Gizmos

Microsoft’s Office of the Future Seems to Be Missing Something

Where’s the voice control?

A woman uses the Surface Hub 2 to teleconference with four people as she makes a presentation about a building.
The Surface Hub 2 is built for the boardroom. Microsoft

Microsoft, best known for its software, still manages to churn out a beautiful piece of hardware every once in a while. On the portable side, products like its Microsoft Surface Laptop show that the company still has a keen sense of design and a knack for developing products for the modern era. The larger Surface Studio does the same for the desktop.

Now, the company’s just-announced Surface Hub 2 promises to be a sleek, extra-large addition to the office boardroom when it begins shipping next year. The Hub 2, a more affordable follow-up to the original 2016 Surface Hub, is a 50.5-inch touchscreen display ringed by only the most slender of black bezels. The device, which is designed for collaborative use on a wall or stand, can be rotated in landscape or portrait mode, with a detachable 4K camera for transforming the screen into a life-size video chatting platform. Its demo video highlights an impressive array of swiping, drawing, and dragging-and-dropping reminiscent of the seminal 2002 sci-fi film Minority Report. It “really feels like the company’s vision of the future is becoming a reality,” the Verge writes of the new product. But there also appears to be something missing—something big.

Across the Hub 2’s website and introductory blog post, there’s no mention of a trend that many believe to be the future of computing: voice control. Instead it focuses almost entirely on touch-based interactions. The Surface Hub 2’s teaser video shows scenes of various teams working together on projects, with one or more people in front of the display swiping open documents or tapping on graphics.

The device also includes a fingerprint sensor for biometric user authentication—multiple users can even log in simultaneously to access, share, and collaborate on files. It all looks incredibly slick, until you stop to think for a moment. In a boardroom environment, wouldn’t at least some users prefer to be authenticated by voice, rather than having to press a finger to the side of this device’s display? And closing out programs or opening new documents—that’s a task that could be easily accomplished with a bark from the comfort of a Herman Miller Aeron, rather than with an on-screen swipe or tap. While the ability to draw, edit, or select items on-screen with a finger is certainly useful, it also generally seems that a number of these kinds of tasks could be delegated by voice instead. For such a futuristic vision of the workplace, it already feels antiquated—and the Surface Hub 2 won’t even launch until 2019.

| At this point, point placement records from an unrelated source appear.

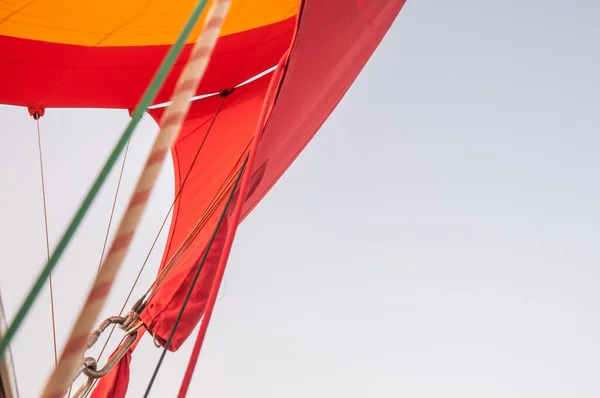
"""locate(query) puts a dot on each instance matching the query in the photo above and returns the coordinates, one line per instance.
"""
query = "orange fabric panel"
(40, 74)
(115, 23)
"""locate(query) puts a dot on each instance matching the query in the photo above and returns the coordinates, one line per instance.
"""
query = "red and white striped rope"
(171, 122)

It’s a puzzling decision. Cortana, Microsoft’s personal digital assistant, is built into Windows 10 to answer your queries, coordinate with your calendar, and do many of the other tasks we’ve come to expect virtual assistants to do. You can use Cortana to open both Microsoft and third-party apps, as well as transcribe and translate. The Surface Hub 2 will run Windows 10, so Cortana will be baked into the experience. Given the Hub 2’s launch is still quite distant, it’s possible that the touchscreen’s voice control capabilities could go beyond what we see with Windows 10 devices currently. When asked for comment about the Surface Hub 2’s voice control capabilities, a Microsoft representative said that more would be shared in the coming months. (Microsoft has previously noted that some enterprise and collaboration-focused Cortana capabilities would arrive later this year.)

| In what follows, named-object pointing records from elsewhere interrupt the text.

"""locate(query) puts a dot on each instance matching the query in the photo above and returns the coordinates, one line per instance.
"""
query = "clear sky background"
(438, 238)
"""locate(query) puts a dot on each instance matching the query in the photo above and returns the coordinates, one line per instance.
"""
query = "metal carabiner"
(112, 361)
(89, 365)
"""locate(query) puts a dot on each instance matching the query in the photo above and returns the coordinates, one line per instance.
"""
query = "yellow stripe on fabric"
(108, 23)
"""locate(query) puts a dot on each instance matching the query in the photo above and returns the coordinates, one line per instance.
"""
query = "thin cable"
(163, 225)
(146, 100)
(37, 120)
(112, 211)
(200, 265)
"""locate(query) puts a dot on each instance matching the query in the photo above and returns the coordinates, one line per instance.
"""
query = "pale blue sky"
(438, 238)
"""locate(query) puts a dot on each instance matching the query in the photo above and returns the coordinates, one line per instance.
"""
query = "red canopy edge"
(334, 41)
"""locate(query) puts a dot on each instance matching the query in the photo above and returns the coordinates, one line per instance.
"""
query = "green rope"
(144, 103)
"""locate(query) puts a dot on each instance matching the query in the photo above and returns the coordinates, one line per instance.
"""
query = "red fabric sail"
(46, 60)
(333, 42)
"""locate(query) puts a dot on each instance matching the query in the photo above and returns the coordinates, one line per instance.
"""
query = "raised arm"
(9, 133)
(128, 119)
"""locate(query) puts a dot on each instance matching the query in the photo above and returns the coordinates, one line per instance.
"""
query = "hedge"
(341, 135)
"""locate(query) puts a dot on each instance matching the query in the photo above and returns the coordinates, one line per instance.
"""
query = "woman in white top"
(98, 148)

Still, it’s curious that in a world increasingly influenced by voice control, Microsoft’s vision for the modern office seems to omit that idea entirely. The likely scenario is that it’s just a temporary oversight: Microsoft wanted to highlight the hands-on and visual collaboration aspects of its latest piece of hardware in this initial announcement. It wants to sell this several-thousand-dollar piece of hardware, after all. But it’s also hard to shake the impression that this undoubtedly cool device feels passé, something that would have wowed five years ago but hasn’t entirely kept up with modern trends. Even so, Microsoft has few competitors in this department, and its original Surface Hub is used by more than 5,000 businesses and more than 50 Fortune 100 companies. Even if the Hub 2 ends up a little dated, it’ll still become a boardroom staple.